URL attributes may be defined using the URL File Dialog.
Unless explicitly stated otherwise, URL attributes of File Operation components accept multiple URLs separated with a semicolon (';').
![]() | Important |
---|---|
To ensure graph portability, forward slashes must be used when defining the path in URLs (even on Microsoft Windows). |
Most protocols support wildcards: ?
(question mark) matches
one arbitrary character; *
(asterisk) matches any number
of arbitrary characters. Note that wildcard support and their syntax is
protocol-dependent.
Below are some examples of possible URL for File Operations:
/path/filename.txt
One specified file.
/path1/filename1.txt;/path2/filename2.txt
Two specified files.
/path/filename?.txt
All files satisfying the mask.
/path/*
All files in the specified directory.
/path?/*.txt
All .txt
files in directories that satisfy
the path?
mask.
ftp://username:password@server/path/filename.txt
Denotes the path/filename.txt
file on a remote
server connected via an FTP protocol using username and password.

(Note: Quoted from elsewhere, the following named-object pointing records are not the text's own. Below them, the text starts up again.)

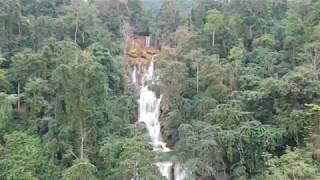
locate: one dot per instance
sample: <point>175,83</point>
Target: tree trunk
<point>197,77</point>
<point>77,27</point>
<point>213,39</point>
<point>19,101</point>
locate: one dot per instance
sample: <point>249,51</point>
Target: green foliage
<point>292,165</point>
<point>80,170</point>
<point>126,158</point>
<point>20,157</point>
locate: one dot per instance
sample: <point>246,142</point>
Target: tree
<point>20,157</point>
<point>214,22</point>
<point>292,165</point>
<point>128,158</point>
<point>80,170</point>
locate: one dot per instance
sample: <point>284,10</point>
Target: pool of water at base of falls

If the initial working directory differs from the server root directory, please use absolute FTP paths, see below.
ftp://username:password@server/%2Fpath/filename.txt
Denotes the /path/filename.txt
file on a remote
server - the initial slash must be escaped as %2F
.
The path is absolute with respect to the server root directory.
ftp://username:password@server/dir/*.txt
Denotes all files satisfying the mask on a remote server connected via an FTP protocol using username and password.
sftp://username:password@server/path/filename.txt
Denotes the filename.txt
file on a remote server
connected via an SFTP protocol using username and password.
sftp://username:password@server/path?/filename.txt
Denotes all files filename.txt
in directories
satisfying the mask on a remote server connected via SFTP protocol
using username and password.
http://server/path/filename.txt
Denotes the filename.txt
file on a remote
server connected via an HTTP protocol.
https://server/path/filename.txt
Denotes the filename.txt
file on a remote
server connected via an HTTPS protocol.
s3://access_key_id:secret_access_key@s3.amazonaws.com/bucketname/path/filename.txt
Denotes the path/filename.txt
object located in
Amazon S3 web storage service in a bucket bucketname
.
The connection is established using the specified access key ID and
secret access key.
hdfs://CONNECTION_ID/path/filename.txt
Denotes the filename.txt
file on Hadoop HDFS.
The "CONNECTION_ID
" stands for the ID of a Hadoop
connection defined in a graph.
smb://domain%3Buser:password@server/path/filename.txt
smb2://domain%3Buser:password@server/path/filename.txt
Denotes a file located in a Windows share (Microsoft SMB/CIFS protocol).
The URL path may contain wildcards (both * and ? are supported). The
server
part may be a DNS name, an IP address or
a NetBIOS name. The Userinfo part of the URL (domain%3Buser:password
)
is not mandatory and any URL reserved character it contains should be
escaped using the %-encoding similarly to the semicolon ;
character with %3B
in the example (the semicolon
is escaped because it collides with the default CloverDX file URL separator).
The SMB version 1 protocol is implemented in the JCIFS library which may be configured using Java system properties. See Setting Client Properties in JCIFS documentation for a list of all configurable properties.
The SMB version 2 and 3 protocol is implemented in the SMBJ library which depends on the Bouncy Castle library.
A sandbox resource, whether it is a shared, local or partitioned sandbox, is specified in a graph under the fileURL attributes as a so called sandbox URL like this:
sandbox://data/path/to/file/file.dat
where "data" is a code for sandbox and "path/to/file/file.dat" is the path to the resource from the sandbox root. A graph does not have to run on the node which has local access to the resource.